But without, these ideas change. When I caught the first glimpse of
the street of Halle,--that old city with its shops, its gateways filled
with merchandise, its old peaked roofs, its heavy wagons laden with
bales, in a word, all its busy commercial life,--I was struck with
wonder; I had never seen anything like it, and I said to myself:
"This is indeed a mercantile city, such as they talk of--full of
industrious people trying to make a living, or competence, or wealth;
where every one seeks to rise, not to the injury of others, but by
working--contriving night and day how to make his family prosperous; so
that all profit by inventions and discoveries. Here is the happiness
of peace in the midst of a fearful war!"
But the poor wounded, wandering about with their arms in slings, or
perhaps dragging a leg after them as they limped on crutches, were sad
sights to see.
I walked dreamily through the streets, led by Zimmer, who recognized
every corner, and kept repeating:
"There--there is the church of Saint Nicholas; that large building is
the university: that on yonder is the _Hotel de Ville_."
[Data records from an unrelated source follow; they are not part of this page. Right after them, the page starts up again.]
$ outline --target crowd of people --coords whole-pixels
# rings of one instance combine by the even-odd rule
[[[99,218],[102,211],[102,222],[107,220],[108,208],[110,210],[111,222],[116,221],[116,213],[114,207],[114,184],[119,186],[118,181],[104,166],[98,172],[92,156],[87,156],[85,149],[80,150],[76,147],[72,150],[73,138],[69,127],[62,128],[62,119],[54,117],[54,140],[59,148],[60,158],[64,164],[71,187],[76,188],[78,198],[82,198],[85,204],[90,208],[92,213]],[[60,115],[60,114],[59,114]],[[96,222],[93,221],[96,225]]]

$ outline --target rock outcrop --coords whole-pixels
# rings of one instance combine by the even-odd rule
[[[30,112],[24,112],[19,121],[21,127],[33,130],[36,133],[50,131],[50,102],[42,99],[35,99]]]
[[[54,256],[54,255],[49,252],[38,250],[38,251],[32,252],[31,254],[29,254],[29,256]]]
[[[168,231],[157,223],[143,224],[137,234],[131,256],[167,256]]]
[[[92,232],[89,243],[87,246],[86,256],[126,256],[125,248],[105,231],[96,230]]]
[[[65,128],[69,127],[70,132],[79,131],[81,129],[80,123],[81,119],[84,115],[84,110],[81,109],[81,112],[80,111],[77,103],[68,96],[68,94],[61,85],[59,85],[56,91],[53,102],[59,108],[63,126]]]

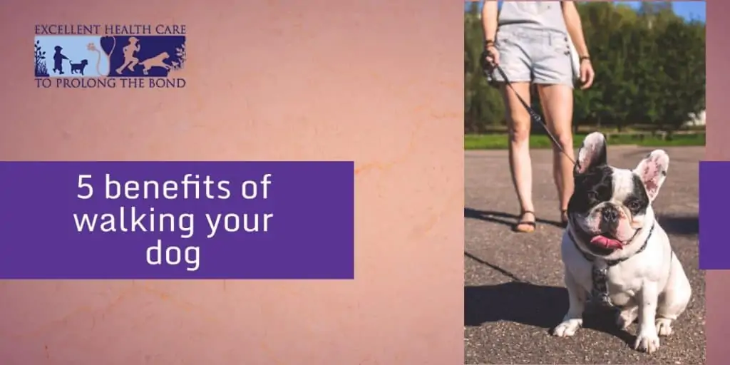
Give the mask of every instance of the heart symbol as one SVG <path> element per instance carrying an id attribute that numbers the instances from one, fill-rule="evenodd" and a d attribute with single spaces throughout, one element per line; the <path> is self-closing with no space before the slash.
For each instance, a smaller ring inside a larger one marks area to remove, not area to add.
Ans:
<path id="1" fill-rule="evenodd" d="M 107 53 L 107 55 L 111 55 L 112 48 L 114 48 L 114 43 L 115 39 L 112 36 L 102 36 L 99 40 L 99 43 L 101 45 L 101 49 L 104 50 L 104 53 Z"/>

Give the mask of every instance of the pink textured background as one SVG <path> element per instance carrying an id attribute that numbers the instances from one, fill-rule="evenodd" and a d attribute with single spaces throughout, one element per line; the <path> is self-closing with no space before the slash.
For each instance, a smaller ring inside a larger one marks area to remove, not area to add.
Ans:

He seemed to remember every stone, having been there in 1807, before
the battle of Friedland, and continued:
"We are the same here as if we were in Metz, or Strasbourg, or any
other city in France. The people wish us well. After the campaign of
1806, they used to do all they could for us. The citizens would take
three or four of us at a time to dinner with them. They even gave us
balls and called us the heroes of Jena. Go where we would they
everywhere received us as benefactors of the country. We named their
elector King of Saxony, and gave him a good slice of Poland."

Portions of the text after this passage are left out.